The protocol induces rapid growth of the cancer, then treats the tumour with toxic therapies for a dramatic improvement in outcome. The irrefutable role of glucose in the growth and metastasis of cancer cells can enhance many therapies. Some of these include diets designed with the glycemic index in mind to regulate increases in blood glucose, hence selectively starving the cancer cells; low-glucose TPN solutions; avocado extract to inhibit glucose uptake in cancer cells; hydrazine sulphate to inhibit gluconeogenesis in cancer cells; and SCMT.

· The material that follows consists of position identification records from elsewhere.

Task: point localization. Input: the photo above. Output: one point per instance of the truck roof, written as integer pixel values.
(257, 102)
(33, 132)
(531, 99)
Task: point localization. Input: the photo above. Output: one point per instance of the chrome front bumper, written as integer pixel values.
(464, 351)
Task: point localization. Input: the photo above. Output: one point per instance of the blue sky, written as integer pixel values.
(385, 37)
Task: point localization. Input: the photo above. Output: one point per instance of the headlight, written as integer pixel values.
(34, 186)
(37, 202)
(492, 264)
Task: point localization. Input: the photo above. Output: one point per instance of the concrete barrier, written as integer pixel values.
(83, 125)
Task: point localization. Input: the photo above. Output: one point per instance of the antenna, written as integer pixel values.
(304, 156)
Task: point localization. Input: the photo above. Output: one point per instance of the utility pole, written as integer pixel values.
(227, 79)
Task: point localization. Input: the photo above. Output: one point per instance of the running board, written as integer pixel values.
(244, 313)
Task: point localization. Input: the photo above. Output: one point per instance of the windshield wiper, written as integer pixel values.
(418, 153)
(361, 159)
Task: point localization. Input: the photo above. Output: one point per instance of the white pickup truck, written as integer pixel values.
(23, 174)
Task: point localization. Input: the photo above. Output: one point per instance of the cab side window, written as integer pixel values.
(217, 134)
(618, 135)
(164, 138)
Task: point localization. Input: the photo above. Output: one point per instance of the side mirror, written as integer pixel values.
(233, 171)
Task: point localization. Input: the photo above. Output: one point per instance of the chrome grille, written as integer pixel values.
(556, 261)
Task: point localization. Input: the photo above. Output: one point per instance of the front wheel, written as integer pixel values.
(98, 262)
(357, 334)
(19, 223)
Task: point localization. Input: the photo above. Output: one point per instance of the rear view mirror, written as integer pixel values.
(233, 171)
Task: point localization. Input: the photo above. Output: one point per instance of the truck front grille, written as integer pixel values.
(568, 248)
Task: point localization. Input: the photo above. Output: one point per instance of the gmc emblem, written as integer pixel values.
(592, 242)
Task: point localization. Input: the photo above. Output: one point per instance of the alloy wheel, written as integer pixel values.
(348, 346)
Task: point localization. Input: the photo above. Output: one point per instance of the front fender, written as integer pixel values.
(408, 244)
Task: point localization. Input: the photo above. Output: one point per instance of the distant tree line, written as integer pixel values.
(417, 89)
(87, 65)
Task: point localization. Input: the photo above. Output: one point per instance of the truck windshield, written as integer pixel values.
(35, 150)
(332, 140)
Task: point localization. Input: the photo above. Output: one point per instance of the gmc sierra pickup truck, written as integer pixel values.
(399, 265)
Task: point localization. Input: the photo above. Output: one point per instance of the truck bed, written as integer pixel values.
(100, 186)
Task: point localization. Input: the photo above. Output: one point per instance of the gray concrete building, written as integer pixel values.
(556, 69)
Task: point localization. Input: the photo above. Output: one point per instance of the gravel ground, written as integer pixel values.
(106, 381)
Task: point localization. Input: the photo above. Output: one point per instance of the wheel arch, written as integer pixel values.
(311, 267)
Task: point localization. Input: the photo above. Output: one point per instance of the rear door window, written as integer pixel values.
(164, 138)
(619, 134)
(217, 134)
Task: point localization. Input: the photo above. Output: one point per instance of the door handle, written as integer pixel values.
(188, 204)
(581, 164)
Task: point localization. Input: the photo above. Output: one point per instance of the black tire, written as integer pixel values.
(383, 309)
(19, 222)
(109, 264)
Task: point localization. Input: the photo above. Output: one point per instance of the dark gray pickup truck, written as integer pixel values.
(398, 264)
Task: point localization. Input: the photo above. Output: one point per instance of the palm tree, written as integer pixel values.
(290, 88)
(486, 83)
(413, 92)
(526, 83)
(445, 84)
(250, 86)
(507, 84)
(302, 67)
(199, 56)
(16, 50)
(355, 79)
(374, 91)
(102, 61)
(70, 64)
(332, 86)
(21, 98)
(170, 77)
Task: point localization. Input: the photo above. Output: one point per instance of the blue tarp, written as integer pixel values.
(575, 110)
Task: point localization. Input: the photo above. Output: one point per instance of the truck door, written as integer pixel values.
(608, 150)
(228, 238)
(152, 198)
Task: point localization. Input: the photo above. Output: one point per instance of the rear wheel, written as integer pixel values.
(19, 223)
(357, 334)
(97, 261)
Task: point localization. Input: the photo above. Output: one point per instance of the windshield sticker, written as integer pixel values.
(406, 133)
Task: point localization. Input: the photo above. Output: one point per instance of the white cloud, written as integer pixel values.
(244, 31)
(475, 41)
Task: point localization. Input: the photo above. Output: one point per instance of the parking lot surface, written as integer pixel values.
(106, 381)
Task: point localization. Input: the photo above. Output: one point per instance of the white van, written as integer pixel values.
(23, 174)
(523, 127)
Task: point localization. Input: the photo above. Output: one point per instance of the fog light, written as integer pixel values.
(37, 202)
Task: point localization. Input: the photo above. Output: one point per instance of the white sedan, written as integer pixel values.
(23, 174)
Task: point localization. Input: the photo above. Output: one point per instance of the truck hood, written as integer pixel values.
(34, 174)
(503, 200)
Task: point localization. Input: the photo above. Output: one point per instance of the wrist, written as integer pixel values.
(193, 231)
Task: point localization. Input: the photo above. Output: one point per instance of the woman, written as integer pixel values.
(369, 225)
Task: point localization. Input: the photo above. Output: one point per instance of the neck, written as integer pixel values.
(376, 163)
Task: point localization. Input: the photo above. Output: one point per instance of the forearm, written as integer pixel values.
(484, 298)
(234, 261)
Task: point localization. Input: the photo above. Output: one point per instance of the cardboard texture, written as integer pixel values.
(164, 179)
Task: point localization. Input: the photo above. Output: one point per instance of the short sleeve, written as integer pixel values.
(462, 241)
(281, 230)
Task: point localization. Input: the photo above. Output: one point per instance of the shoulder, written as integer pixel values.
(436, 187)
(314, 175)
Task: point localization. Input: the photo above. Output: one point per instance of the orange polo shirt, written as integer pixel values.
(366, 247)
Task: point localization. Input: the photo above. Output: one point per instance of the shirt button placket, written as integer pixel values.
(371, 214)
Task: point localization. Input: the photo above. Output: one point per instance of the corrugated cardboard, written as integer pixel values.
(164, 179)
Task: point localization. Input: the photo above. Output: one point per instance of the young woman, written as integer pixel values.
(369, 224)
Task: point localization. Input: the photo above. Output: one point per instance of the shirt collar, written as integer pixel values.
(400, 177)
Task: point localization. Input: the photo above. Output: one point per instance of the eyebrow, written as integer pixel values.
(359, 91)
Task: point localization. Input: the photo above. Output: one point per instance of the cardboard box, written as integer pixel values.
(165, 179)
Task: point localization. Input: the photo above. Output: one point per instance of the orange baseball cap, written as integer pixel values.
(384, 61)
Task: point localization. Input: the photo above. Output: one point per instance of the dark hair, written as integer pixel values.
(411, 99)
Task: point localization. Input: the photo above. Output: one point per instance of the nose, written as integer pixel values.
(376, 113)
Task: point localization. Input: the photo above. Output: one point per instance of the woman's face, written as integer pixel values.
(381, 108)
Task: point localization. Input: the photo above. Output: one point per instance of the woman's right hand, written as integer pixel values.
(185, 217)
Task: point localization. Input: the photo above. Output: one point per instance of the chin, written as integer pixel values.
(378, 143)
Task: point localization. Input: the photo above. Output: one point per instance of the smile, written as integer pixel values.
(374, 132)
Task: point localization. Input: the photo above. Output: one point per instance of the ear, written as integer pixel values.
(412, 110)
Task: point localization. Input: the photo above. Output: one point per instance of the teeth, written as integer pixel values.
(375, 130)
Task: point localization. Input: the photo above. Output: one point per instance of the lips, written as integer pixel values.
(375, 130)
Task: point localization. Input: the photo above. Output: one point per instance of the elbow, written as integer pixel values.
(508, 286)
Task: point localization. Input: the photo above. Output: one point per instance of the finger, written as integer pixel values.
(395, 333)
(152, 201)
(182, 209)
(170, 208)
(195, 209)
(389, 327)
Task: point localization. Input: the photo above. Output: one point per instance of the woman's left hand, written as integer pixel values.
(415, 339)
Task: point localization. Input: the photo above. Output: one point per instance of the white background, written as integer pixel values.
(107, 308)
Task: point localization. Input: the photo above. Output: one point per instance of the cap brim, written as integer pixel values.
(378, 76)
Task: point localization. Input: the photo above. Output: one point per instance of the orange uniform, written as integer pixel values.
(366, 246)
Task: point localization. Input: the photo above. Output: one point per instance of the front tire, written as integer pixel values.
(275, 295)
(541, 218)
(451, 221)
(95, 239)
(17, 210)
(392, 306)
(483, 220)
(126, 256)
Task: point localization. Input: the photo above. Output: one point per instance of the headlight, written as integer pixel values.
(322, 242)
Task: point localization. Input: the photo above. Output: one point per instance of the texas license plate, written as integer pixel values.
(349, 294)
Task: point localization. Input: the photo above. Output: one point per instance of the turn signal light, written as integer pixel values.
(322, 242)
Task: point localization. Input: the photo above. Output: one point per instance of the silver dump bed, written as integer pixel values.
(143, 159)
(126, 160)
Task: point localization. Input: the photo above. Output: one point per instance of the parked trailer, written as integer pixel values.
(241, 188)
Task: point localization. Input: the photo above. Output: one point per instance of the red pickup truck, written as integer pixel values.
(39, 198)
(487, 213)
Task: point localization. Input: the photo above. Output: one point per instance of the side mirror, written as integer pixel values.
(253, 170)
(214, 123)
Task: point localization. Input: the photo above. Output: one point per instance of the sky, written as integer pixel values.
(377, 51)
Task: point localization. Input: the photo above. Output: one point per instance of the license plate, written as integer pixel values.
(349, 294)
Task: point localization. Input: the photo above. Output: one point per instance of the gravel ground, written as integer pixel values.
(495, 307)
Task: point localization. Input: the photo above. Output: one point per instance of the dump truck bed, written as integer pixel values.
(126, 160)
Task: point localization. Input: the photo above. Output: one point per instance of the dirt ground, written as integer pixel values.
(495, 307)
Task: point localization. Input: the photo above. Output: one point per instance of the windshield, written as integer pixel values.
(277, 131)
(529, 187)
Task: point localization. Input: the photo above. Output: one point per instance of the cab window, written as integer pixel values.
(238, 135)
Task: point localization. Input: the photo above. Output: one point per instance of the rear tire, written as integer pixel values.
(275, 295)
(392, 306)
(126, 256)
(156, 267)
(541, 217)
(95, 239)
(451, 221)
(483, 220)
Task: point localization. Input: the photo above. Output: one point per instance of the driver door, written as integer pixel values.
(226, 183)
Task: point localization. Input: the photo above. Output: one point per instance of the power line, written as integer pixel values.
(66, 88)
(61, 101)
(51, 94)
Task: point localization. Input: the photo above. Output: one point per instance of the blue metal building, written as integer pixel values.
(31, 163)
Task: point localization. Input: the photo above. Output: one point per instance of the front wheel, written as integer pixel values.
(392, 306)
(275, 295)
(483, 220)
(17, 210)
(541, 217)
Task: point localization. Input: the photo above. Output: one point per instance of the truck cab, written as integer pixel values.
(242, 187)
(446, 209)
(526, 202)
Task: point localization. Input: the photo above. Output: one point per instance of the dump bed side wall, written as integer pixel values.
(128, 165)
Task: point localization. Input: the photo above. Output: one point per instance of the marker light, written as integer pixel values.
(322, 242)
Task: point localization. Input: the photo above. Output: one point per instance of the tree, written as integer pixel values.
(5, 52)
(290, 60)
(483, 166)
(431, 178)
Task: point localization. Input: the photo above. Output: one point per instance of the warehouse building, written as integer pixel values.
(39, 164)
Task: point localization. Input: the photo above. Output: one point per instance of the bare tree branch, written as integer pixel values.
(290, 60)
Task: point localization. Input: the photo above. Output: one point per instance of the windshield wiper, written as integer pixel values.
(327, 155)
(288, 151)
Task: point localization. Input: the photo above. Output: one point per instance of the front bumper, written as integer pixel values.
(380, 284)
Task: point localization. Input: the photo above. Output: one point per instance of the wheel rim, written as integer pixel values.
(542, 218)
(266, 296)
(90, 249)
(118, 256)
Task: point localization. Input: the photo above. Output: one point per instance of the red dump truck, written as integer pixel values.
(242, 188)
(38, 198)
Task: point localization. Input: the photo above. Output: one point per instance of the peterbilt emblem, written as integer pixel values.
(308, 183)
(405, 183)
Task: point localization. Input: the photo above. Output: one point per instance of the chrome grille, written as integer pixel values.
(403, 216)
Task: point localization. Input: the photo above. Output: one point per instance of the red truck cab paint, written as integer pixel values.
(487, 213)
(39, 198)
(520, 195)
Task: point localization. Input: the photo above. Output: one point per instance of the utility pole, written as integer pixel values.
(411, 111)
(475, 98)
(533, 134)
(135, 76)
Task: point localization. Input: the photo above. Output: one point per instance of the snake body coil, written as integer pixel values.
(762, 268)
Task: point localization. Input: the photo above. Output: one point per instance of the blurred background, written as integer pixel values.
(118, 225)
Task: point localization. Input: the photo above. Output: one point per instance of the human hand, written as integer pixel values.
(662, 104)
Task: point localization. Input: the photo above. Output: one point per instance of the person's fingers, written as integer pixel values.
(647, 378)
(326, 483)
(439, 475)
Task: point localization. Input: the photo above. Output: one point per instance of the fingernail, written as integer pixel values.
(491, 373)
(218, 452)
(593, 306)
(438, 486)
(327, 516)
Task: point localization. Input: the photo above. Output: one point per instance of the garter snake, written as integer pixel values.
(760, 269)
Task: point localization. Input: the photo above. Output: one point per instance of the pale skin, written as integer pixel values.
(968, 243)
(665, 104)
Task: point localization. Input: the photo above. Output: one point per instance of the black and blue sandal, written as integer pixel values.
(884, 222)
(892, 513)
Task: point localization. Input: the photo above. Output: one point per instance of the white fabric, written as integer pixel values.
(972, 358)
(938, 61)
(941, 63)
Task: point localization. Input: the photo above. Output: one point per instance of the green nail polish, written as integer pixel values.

A female patient in her 50s, with lung cancer, came to our clinic, having been given a death sentence by her Florida oncologist. She was cooperative and understood the connection between nutrition and cancer. She changed her diet considerably, leaving out 90 percent of the sugar she used to eat. She found that wheat bread and oat cereal now had their own wild sweetness, even without added sugar. With appropriately restrained medical therapy–including high-dose radiation targeted to tumour sites and fractionated chemotherapy, a technique that distributes the normal one large weekly chemo dose into a 60-hour infusion lasting days–a good attitude and an optimal nutrition program which included Sam’s formula nine times/day, she beat her terminal lung cancer. I saw her last month, five years later and still disease-free, probably looking better than the doctor who told her there was no hope.